The hydropower dam is built on the Nam Ngum river, which is a major tributary of the Mekong. It was the first hydropower plant built in Laos and was constructed in three stages, beginning with stage I in 1968 and ending with the completion of stage III in 1984.

Most people go to the reservoir at weekends and stay for two or three days.

I recommend staying at the Sala Teukbet Guesthouse, which has nice rooms as well as camping facilities. It has great views over the water and provides tasty local food.

The guesthouse is a 10 or 15 minute drive away from the dam itself and is the last guesthouse on the road.

You can stay in a room or camp. I preferred to sleep in a tent so that I could be closer to the water and even feel its presence while asleep.

About 4pm, before you start to settle down in the tents, make your way to the rocks by the water in front of the guesthouse where the camp is set up and try your luck with a fishing rod.

If you are lucky and it's not windy, you will haul in a respectable catch of pa sakang while quenching your thirst on some soft drinks.

This place is very quiet and there are no other guesthouses nearby, just some local residents wandering past. You have a great sense of freedom and also feel at home because the guesthouse staff are very friendly.

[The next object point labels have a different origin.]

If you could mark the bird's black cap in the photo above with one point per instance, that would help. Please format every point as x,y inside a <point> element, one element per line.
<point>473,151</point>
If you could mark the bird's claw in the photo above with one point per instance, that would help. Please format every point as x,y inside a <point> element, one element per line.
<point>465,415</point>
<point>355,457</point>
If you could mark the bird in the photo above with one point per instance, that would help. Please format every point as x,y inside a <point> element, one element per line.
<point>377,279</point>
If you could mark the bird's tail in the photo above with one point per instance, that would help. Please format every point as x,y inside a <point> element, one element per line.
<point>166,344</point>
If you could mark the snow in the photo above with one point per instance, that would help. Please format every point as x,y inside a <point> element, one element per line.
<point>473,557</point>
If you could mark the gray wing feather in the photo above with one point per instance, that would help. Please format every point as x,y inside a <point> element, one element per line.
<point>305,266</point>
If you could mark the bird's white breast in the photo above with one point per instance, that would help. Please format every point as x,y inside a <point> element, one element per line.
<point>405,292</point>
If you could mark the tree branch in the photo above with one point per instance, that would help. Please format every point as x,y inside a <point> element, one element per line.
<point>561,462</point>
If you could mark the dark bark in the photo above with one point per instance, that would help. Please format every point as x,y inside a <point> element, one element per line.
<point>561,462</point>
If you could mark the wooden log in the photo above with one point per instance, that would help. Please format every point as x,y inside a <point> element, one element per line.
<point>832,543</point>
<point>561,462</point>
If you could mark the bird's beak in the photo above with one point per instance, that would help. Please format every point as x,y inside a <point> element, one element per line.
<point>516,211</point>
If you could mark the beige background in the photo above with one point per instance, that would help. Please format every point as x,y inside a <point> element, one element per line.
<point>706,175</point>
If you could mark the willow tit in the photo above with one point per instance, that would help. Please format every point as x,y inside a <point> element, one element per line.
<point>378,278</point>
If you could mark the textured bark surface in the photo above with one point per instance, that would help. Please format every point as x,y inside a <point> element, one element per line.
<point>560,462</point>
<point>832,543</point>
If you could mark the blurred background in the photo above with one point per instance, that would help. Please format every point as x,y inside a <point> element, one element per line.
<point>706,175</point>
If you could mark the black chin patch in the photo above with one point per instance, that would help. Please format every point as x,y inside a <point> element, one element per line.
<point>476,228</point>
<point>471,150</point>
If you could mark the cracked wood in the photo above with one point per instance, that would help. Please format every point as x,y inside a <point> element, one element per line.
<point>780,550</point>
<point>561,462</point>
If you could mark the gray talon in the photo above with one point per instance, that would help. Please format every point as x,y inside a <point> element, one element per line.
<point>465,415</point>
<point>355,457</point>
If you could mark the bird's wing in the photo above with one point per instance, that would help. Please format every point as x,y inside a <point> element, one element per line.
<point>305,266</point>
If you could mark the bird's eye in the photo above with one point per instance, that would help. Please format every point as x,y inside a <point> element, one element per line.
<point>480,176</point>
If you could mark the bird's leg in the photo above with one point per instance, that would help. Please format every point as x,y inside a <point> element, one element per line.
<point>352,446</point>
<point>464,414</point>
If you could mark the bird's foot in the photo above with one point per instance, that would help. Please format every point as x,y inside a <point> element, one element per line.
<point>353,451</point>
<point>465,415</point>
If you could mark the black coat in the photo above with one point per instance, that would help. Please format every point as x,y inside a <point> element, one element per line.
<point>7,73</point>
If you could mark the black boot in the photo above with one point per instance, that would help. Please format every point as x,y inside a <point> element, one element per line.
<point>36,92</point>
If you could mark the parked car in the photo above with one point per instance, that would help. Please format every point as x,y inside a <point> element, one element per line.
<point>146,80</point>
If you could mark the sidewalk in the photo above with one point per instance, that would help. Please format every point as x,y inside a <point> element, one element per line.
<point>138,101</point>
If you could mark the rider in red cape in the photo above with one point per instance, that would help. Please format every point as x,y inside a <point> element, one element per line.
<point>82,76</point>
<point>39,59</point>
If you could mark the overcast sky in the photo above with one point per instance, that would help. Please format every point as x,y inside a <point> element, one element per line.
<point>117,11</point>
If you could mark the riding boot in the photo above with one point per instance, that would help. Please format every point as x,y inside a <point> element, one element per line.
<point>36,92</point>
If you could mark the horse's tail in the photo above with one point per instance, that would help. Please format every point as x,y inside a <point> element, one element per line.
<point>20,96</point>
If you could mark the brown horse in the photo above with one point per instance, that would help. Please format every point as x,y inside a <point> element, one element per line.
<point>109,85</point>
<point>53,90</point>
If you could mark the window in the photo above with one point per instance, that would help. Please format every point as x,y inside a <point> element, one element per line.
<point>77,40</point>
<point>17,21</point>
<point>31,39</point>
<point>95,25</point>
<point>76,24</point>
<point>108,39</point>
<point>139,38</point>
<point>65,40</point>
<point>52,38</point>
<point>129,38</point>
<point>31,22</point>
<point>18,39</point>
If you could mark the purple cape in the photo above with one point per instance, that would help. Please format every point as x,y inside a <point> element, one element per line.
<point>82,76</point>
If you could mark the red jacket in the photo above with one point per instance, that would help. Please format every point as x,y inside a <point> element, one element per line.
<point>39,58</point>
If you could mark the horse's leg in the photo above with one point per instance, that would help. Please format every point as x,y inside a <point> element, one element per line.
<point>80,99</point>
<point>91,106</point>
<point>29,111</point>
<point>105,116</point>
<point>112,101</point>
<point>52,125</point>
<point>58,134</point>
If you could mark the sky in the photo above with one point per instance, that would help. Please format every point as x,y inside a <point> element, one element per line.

It's even better if someone in your group can play the guitar because the water's edge is an atmospheric place to sing a few folk songs.

As the sun fades and it gets dark and even quieter, you might see some lights over the water. At around 9pm some of the locals will take their boats out to where the lights have been placed and catch small sprats known as pa keo .

Some of the fishermen work at the restaurant but of course by that time it's rather late to eat. But if the restaurant is not yet closed you can buy some pa keo from the fishers and ask the restaurant to make koi pa keo which is truly delicious because the fish is fresh. It's a firm favourite on the menu there.

It's quite hot these days but you won't notice it so much by the water because there's always a cool breeze.

If you sleep in a tent you won't wake up late because the sun will wake you early. But you shouldn't wait until sunrise because the early morning is really the best time to breathe in the freshest air.

If you walk by the water in the early morning you'll see some of the fishermen returning in their boats will nets full of sprats. They set out at midnight to go fishing and stay in their boats until dawn.

There's plenty to do in the daytime; you can wander around the shore or take a boat trip to one of the many islands and see the handicrafts made by people there.

Before going home, don't forget to stop at the local market where they sell a fine selection of fish and locally made handicrafts.